Théodophilos III, le pape de Jérusalem, Sa Béatitude le patriarche de la sainte église orthodoxe grecque de Jérusalem et de la Terre sainte, car tel est son titre habituel, ose à peine se rendre dans les églises de nos jours. Chaque fois qu’il arrive, ses brebis l’attendent au dehors et l’empêchent d’entrer. La semaine dernière, la police juive l’a aidé à pénétrer dans une église de village, tandis que des centaines de croyants se pressaient pour le conspuer à grands cris. Il y a un plan pour l’empêcher de pénétrer à Noël prochain dans la Basilique de la Nativité.
Il faut se souvenir que son prédécesseur Irineos avait été déposé par les évêques douze ans plus tôt, et que depuis lors il vit dans une cellule solitaire dans le monastère, car il refuse de sortir de ses murs. Il sait que s’il s’en va, il ne sera pas autorisé à revenir. Considérant ses souffrances, l’actuel patriarche n’est pas porté à la complaisance.
Le bas clergé et les laïcs, les Palestiniens chrétiens de la Terre sainte, sont très ennuyés avec ce patriarche et avec la tournure que prend la direction de l’Église. Le patriarche est en train de vendre des terres de l’Église à des prix de braderie ; les terres de Césarée, propriété de l’Église, ont été cédées par lui pour un prix plus bas que celui d’une seule des maisons de cet immense espace. Bientôt l’Église va se retrouver dépouillée, et la communauté chrétienne de Palestine établie par le Christ lui-même va disparaître, disent les ecclésiastiques.
Mais l’argent n’est pas tout. Le patriarche ne permet pas aux Palestiniens de s’élever au sein de l’Église ; un seul Palestinien, Sa Béatitude Theodosius Atallah Hanna, archevêque de Sébaste, a été ordonné il y a des années mais même lui n’a pas été autorisé à participer aux décisions de l’Église, il est tenu à l’écart du Synode, qui est l’organe directeur de l’Église, à l’écart de la Fraternité du Saint Sépulcre, il n’a même pas une église à lui, il n’a pas de salaire, c’est le seul archevêque qui soit ainsi maltraité. Tout cela parce qu’il n’est pas de sang grec.

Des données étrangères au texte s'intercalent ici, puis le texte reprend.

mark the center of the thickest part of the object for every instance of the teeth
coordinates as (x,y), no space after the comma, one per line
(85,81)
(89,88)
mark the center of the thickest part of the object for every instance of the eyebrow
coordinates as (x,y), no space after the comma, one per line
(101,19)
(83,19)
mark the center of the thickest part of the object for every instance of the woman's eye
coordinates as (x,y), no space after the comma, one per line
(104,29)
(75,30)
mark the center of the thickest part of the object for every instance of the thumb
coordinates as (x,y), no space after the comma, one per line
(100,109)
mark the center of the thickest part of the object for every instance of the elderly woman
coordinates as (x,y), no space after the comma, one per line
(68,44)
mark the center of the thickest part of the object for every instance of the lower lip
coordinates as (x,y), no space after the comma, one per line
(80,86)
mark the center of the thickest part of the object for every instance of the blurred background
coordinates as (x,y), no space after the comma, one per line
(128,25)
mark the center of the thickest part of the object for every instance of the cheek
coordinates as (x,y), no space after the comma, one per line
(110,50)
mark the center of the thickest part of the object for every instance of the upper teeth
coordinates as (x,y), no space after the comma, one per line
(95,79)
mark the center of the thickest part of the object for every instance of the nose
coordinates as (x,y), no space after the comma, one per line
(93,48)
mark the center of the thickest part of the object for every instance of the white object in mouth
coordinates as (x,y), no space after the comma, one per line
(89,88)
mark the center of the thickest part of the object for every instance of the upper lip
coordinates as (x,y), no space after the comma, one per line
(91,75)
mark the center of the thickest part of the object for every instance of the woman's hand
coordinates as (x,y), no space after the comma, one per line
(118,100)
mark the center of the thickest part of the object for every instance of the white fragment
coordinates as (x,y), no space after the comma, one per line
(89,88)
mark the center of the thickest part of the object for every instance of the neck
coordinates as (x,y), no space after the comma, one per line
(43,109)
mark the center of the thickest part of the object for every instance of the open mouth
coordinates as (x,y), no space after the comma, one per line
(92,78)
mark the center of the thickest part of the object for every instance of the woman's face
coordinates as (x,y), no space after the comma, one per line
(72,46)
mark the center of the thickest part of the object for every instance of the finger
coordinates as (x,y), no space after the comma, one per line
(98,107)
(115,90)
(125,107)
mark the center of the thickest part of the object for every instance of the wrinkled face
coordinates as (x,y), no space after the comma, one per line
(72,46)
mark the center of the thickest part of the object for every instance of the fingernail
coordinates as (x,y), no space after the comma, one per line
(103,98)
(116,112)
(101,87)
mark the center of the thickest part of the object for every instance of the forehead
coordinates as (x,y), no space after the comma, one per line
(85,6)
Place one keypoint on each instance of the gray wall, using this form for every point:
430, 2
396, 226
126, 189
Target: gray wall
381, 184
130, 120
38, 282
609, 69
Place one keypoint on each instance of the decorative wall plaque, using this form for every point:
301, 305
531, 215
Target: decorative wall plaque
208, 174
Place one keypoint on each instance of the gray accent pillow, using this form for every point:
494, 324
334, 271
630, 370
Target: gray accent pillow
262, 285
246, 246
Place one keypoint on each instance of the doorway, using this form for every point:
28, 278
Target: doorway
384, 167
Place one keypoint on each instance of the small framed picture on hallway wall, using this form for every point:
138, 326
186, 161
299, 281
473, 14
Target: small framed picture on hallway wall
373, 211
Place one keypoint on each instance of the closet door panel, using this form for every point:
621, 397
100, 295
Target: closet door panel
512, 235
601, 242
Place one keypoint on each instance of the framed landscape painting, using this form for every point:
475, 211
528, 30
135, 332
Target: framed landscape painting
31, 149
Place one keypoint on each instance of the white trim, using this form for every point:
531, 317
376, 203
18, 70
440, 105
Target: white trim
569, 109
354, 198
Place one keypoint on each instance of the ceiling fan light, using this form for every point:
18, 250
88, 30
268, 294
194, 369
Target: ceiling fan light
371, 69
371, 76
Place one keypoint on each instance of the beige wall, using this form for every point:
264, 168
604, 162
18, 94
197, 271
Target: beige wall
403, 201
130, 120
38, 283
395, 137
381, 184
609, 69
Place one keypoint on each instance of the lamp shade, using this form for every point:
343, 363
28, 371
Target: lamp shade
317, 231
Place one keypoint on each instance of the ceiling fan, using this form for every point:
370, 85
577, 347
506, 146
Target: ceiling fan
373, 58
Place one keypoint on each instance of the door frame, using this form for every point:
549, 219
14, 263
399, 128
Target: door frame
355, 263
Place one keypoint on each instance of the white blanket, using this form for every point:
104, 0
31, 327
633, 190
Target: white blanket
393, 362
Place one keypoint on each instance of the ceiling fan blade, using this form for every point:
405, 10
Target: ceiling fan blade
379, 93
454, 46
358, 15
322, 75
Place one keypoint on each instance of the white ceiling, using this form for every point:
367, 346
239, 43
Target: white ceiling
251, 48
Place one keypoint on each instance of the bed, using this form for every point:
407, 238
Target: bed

Dans l’Église orthodoxe, seuls les moines peuvent prétendre devenir évêques, tandis que les simples prêtres paroissiaux peuvent se marier, ce qu’ils font en général. Le patriarche n’autorise pas les moines palestiniens qui ont fait leurs études de théologie en Grèce à retourner en Terre sainte, afin qu’ils ne puissent pas prétendre à la chasuble épiscopale dans son Église. Il y a maintenant 24 moines palestiniens dans des monastères en Grèce ; tous ont demandé à être nommés sur leur terre natale, et cela leur a été refusé à tous.
« Si vous voulez vous installer en Palestine, renoncez à vos rites monastiques et mariez-vous. Autrement, restez au loin », leur a répondu le Patriarche. Tous les évêques de l’Église de Jérusalem sont des Grecs ethniques ; et ils sont bien décidés à prolonger éternellement cette occupation.
Tandis que les sionistes tiennent les Palestiniens à l’écart des décisions politiques (même les Israéliens de gauche n’autorisent jamais des partis palestiniens à rejoindre le gouvernement) les Grecs tiennent les Palestiniens, descendants des Apôtres, à l’écart pour ce qui est de contrôler l’Église. Tout le monde est au courant de l’occupation juive en Palestine, c’est fréquemment l’objet de débats à l’ONU, les présidents en jouent tandis que les militants la combattent, mais l’occupation grecque de l’Église de Jérusalem n’est jamais mentionnée en bonne compagnie.
Bien des Grecs excellents soutiennent la lutte contre l’occupation, et prennent la mer pour briser le blocus de Gaza. C’est sûrement très bien, mais ce serait encore mieux s’ils prenaient position contre l’occupation grecque.
L’Église grecque, c’est-à-dire l’Église orthodoxe de Grèce, connaît parfaitement cette histoire honteuse. Leurs évêques se rendent en Terre sainte et rencontrent les chrétiens palestiniens. Mais ils n’osent pas affronter la hiérarchie de l’Église de Jérusalem et, sous la direction de l’actuel patriarche, ils considèrent les Palestiniens comme leur propre vache à lait, à traire à souhait.